The general boolean satisfiability problem (SAT) is NP-complete, and thus can't be solved in polynomial time (assuming $P \neq NP$). But the special case of 2-SAT is in P, and can be solved in linear time. 2-SAT formulas consist of the conjunction of clauses with two elements, e.g.,

$$ (a \lor b) \land (b \lor \lnot c) \land (a \lor c). $$

I am wondering about the case where the literals (e.g., $a$) are replaced with linear predicates (e.g., $Ax \leq b$, $x \in \mathbb{R}^n$).

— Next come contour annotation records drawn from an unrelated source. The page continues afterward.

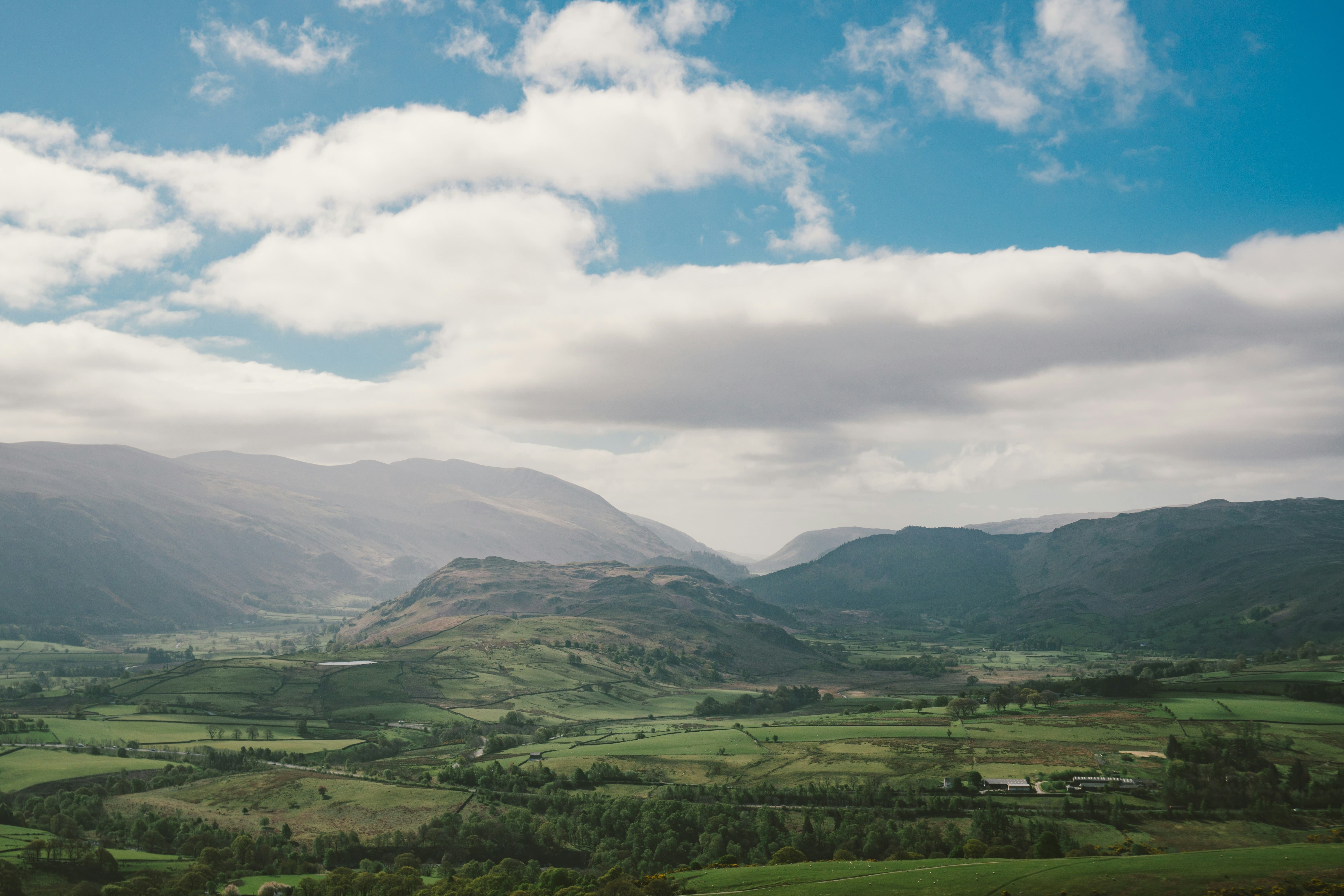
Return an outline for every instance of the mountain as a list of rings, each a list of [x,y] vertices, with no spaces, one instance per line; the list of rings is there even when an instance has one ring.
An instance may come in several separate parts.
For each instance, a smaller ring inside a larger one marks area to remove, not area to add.
[[[1216,635],[1230,643],[1321,637],[1344,629],[1344,501],[1206,501],[1035,535],[910,527],[750,588],[781,606],[956,615],[989,631],[1082,614],[1154,639],[1232,617]],[[1273,610],[1267,623],[1238,617],[1255,607]]]
[[[0,622],[207,623],[363,607],[454,556],[675,553],[601,496],[528,469],[0,445]]]
[[[458,557],[402,596],[341,631],[345,643],[414,643],[480,615],[581,617],[612,623],[637,641],[718,646],[753,672],[820,660],[781,626],[786,610],[684,566],[520,563]]]
[[[835,529],[814,529],[804,532],[763,560],[749,563],[747,568],[757,574],[774,572],[785,567],[816,560],[823,553],[839,548],[847,541],[870,535],[891,535],[895,529],[864,529],[857,525],[843,525]]]
[[[672,553],[648,557],[642,560],[640,566],[676,566],[677,563],[685,563],[698,570],[712,572],[726,582],[737,582],[738,579],[745,579],[751,575],[751,571],[742,564],[738,555],[730,555],[726,551],[715,551],[708,544],[696,541],[685,532],[673,529],[671,525],[665,525],[657,520],[636,516],[633,513],[626,513],[625,516],[630,517],[673,548]]]
[[[1134,513],[1134,510],[1130,512]],[[1120,513],[1050,513],[1047,516],[1024,516],[1000,523],[970,523],[961,528],[980,529],[989,535],[1027,535],[1030,532],[1054,532],[1062,525],[1078,523],[1079,520],[1109,520],[1113,516],[1120,516]]]
[[[847,541],[810,563],[745,583],[780,606],[942,611],[964,595],[978,603],[1017,594],[1011,553],[1024,536],[907,527]]]
[[[720,553],[706,553],[704,551],[677,552],[676,556],[645,557],[634,566],[684,566],[702,570],[724,582],[739,582],[751,576],[751,571],[739,563],[734,563]]]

This transforms the SAT problem into an SMT (Satisfiability Modulo Theories) problem over the theory of Linear Real Arithmetic (LRA).

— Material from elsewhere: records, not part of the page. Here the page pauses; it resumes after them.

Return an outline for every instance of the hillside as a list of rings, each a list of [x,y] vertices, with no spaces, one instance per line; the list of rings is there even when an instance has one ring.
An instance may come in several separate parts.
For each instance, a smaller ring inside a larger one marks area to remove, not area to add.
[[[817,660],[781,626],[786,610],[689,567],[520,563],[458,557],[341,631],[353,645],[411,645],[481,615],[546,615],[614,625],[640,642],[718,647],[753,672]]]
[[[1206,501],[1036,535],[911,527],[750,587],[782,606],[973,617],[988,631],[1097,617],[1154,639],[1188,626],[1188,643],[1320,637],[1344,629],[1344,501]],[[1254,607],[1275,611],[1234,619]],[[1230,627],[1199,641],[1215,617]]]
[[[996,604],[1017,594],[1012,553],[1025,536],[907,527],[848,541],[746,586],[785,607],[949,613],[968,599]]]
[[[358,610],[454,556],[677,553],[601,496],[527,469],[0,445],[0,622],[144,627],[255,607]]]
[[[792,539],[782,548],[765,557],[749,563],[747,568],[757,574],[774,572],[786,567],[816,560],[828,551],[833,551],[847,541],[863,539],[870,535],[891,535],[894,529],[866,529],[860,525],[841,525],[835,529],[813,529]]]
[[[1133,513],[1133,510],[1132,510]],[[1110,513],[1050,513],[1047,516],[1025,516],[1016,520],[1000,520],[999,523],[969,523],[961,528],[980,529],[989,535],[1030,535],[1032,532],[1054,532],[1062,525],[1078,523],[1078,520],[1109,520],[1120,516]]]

An example of a 2-SAT problem over LRA would be

$$ \text{Find } x \\ \text{such that } (P_1 \lor P_2) \land (P_3 \lor P_4) \land (P_5 \lor P_6), $$

where $P_i = (A_i x \leq b_i)$ are linear predicates.

Are there any polynomial-time algorithms for solving 2-SAT over LRA? Alternatively, is there any proof that 2-SAT over LRA is NP-complete?

Answer 1

You can express the fact that a variable $x_i$ is Boolean as follows: $$ (0 \leq x_i \leq 1) \land ((x_i \leq 0) \lor (x_i \geq 1)). $$ You can express the condition $x_i \lor x_j \lor x_k$ as $$ x_i + x_j + x_k \geq 1. $$ If some of the variables are negated, you can also accommodate that, by replacing $x_i$ with $1-x_i$.

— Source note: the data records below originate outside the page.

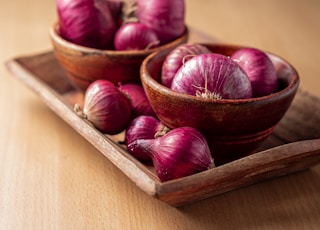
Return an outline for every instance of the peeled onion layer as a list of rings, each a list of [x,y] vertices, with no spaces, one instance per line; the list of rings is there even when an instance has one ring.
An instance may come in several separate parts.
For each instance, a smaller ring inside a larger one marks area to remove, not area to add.
[[[186,62],[173,78],[171,89],[208,99],[246,99],[252,86],[241,67],[225,55],[200,54]]]

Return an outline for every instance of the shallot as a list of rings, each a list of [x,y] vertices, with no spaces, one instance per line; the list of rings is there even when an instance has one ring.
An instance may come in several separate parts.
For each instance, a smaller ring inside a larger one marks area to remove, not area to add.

In total, we can express SAT as a special case of your problem, and so it is NP-hard.

Conversely, in order to show that a given "2-LRA" is feasible, it suffices to highlight which linear inequality is satisfied for each clause; checking this is linear programming, which is in P. This shows that your problem is NP-complete.